The XX Factor

Ben Carson Attacks Reproductive Health Care Access for Women of Color and Rape Victims

Ben Carson speaks at an anti-abortion rally in front of the U.S. Capitol on July 28, 2015, in Washington, D.C.
Ben Carson speaks at an anti-abortion rally in front of the U.S. Capitol on July 28, 2015, in Washington.

Photo by Olivier Douliery/Getty Images

Last week, it was revealed that Ben Carson had done research on fetuses obtained from the very abortions he would like to ban women from accessing. But being a known hypocrite hasn’t slowed the retired neurosurgeon and current GOP presidential candidate down one bit when it comes to casting judgment on women. On the contrary, Carson had a moment on Neil Cavuto’s Fox News show last week that should rival Todd Akin’s infamous “legitimate rape” moment, both in terms of ugliness to women and ignorance of biology. 

When asked by Cavuto on Wednesday whether he supported exceptions for rape and incest in his proposed ban on abortion, Carson, like Akin before him, tried to argue that such exceptions weren’t really necessary. “I would hope that they would very quickly avail themselves of emergency room,” Carson argued, referring to rape victims. “And in the emergency room, they have the ability to administer, you know, RU-486, other possibilities, before you have a developing fetus.”

As with Akin, it’s hard even to know where to begin. The biological ignorance on display here is astounding. RU-486, commonly known as the “abortion pill,” would not be given to a rape victim in an emergency room. The pill can only work on established pregnancies and is usually administered at abortion clinics. The pill Carson is likely thinking of is emergency contraception, which, as its name would suggest, prevents conception in the first place. Anti-choicers who don’t like the idea of women having post-sex contraception have frequently claimed that emergency contraception works by killing embryos, but in reality, it works by suppressing women’s ovulation so no conception can occur while she has the live sperm in her system. That Carson, who is an actual doctor, would conflate the two is particularly troubling. 

Just as insidious is his implication that a rape victim only deserves our sympathy—or, if you prefer, a rape victim is only legitimate—if she behaves in a certain way after the rape. To earn the right not to bear a child for a rapist by force, you have to pull it together right after the rape and go straight to the emergency room, keeping in mind to avoid Catholic hospitals, even if that means driving for hours out of your way. If you are in shock or denial after your rape or you fear the repercussions of reporting, too bad, so sad. Only the most pulled-together, brave rape victims get to say no to forced pregnancy. And even then, only 89 percent of the time, which is the effectiveness rate of emergency contraception

But even though he seems to break with the hard-line anti-choice stance against emergency contraception, Carson continues to appeal to anti-choice voters by going hard after reproductive health care access for women of color. 

“That 30 percent of abortions occur among black women, whereas their population number is 13 percent, so it’s almost triple the number of abortions rate for African Americans as whites,” Carson told Fox News host Eric Bolling on Thursday night. “It brings up a very important issue and that is do those black lives matter? The number one cause of death for black people is abortion.”

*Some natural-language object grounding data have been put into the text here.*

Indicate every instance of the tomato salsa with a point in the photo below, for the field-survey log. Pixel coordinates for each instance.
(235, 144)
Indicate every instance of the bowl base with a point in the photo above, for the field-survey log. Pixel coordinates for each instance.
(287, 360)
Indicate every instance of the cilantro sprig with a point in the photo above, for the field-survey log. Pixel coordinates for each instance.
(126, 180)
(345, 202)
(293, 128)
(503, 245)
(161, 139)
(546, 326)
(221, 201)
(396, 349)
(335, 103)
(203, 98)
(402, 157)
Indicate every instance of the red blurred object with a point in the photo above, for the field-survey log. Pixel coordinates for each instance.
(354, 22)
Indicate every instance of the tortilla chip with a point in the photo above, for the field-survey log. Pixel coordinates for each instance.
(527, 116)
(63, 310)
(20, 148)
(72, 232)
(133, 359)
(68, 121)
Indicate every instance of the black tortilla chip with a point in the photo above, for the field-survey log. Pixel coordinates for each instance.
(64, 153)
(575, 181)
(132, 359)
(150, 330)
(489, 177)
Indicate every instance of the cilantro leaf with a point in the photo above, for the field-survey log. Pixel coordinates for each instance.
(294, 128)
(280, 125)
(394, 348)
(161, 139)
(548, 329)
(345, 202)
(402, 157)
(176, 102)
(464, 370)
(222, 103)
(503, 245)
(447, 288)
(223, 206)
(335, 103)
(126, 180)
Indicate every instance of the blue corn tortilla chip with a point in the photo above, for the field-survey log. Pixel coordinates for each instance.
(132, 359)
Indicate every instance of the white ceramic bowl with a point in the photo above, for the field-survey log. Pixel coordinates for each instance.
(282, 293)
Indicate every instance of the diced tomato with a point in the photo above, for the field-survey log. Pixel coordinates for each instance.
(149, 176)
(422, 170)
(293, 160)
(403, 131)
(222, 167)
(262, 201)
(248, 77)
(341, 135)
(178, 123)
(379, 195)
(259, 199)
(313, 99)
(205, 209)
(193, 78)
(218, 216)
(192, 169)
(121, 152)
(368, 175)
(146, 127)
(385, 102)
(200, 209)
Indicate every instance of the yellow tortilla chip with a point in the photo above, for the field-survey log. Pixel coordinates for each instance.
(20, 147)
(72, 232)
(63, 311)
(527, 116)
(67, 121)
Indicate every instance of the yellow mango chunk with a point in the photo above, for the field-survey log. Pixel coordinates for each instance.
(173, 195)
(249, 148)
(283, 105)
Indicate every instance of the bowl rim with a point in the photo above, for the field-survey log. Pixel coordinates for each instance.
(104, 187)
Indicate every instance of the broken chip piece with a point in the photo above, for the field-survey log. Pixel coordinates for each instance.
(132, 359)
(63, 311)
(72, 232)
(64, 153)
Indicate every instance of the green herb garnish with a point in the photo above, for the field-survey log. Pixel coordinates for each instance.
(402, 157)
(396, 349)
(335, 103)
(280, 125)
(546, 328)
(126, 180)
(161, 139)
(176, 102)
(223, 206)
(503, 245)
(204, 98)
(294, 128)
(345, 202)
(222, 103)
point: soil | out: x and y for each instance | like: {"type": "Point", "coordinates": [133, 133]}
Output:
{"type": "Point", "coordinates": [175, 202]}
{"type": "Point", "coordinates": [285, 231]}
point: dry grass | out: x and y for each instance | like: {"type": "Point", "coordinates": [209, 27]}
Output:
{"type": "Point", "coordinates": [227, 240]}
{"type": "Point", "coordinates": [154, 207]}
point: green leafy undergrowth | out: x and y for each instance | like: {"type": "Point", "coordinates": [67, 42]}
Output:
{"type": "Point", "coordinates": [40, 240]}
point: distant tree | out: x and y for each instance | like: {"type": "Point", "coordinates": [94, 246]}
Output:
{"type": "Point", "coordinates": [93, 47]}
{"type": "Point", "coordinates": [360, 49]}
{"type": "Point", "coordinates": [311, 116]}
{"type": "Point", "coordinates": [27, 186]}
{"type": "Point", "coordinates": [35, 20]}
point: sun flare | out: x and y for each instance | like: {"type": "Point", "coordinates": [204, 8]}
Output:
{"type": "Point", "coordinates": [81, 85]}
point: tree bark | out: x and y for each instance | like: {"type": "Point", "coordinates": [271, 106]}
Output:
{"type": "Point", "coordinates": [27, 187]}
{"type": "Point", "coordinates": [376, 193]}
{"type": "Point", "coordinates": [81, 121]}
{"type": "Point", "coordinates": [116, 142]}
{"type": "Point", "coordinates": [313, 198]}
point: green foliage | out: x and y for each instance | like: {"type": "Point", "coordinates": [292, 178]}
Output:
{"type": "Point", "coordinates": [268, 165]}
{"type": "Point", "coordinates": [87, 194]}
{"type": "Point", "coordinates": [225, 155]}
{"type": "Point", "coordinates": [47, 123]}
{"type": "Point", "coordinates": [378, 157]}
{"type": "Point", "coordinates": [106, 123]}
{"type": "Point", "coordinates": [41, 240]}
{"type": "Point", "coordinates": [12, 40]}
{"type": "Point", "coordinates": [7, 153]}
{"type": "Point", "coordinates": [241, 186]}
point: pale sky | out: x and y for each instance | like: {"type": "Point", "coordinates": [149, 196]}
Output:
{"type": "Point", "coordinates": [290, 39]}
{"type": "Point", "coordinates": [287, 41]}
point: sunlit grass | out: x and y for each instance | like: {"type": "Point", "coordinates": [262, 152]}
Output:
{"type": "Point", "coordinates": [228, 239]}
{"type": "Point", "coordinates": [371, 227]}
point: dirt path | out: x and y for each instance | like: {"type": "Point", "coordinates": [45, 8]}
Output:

Comments like this suggest why Carson’s popularity is rising among the ranks of conservative voters, who love hearing a black man explain that black women making personal choices about their own lives is a greater threat to black people than police violence or economic inequality. He’s not wrong that black women have disproportionately high abortion rates, but that’s not because black women are some kind of murderous threat to their own people. It’s because black women have much higher unintended pregnancy rates than white women, in no small part because black women are more likely to have inadequate access to affordable gynecological care, including contraception. If black women had the same access to care as white women, these abortion rate discrepancies would likely shrink dramatically. 

But even though we know that contraception access prevents abortion, Carson is pushing for less access, particularly for women of color. “One of the reasons you find most [Planned Parenthood] clinics in black neighborhoods is so that you can find ways to control that population,” Carson told Cavuto on Wednesday. 

He doubled down on this claim on Thursday, telling Bolling, “And it is quite true that the majority and plurality of their clinics are in minority neighborhoods.”

In reality, most abortion clinics are in white-majority neighborhoods, and 14 percent of Planned Parenthood patients are black, which is directly proportional to the population at large. But this talking point is a popular one on the right, because under the guise of anti-racism, black women’s access to contraception and other health care services is being targeted for cuts, while white women’s access isn’t under nearly as much scrutiny. If conservatives such as Carson had their way, already existing disparities in reproductive health between black and white women would expand dramatically. 

Donald Trump continues to suck all the oxygen out of any room he’s in, but Carson is quietly building up a base of support among conservative voters. Sure, he may have done some fetal tissue research, but he is willing to go hard after reproductive health care access for both rape victims and women of color. And it’s that vein of cruelty that will keep him afloat, even amid legitimate charges of hypocrisy.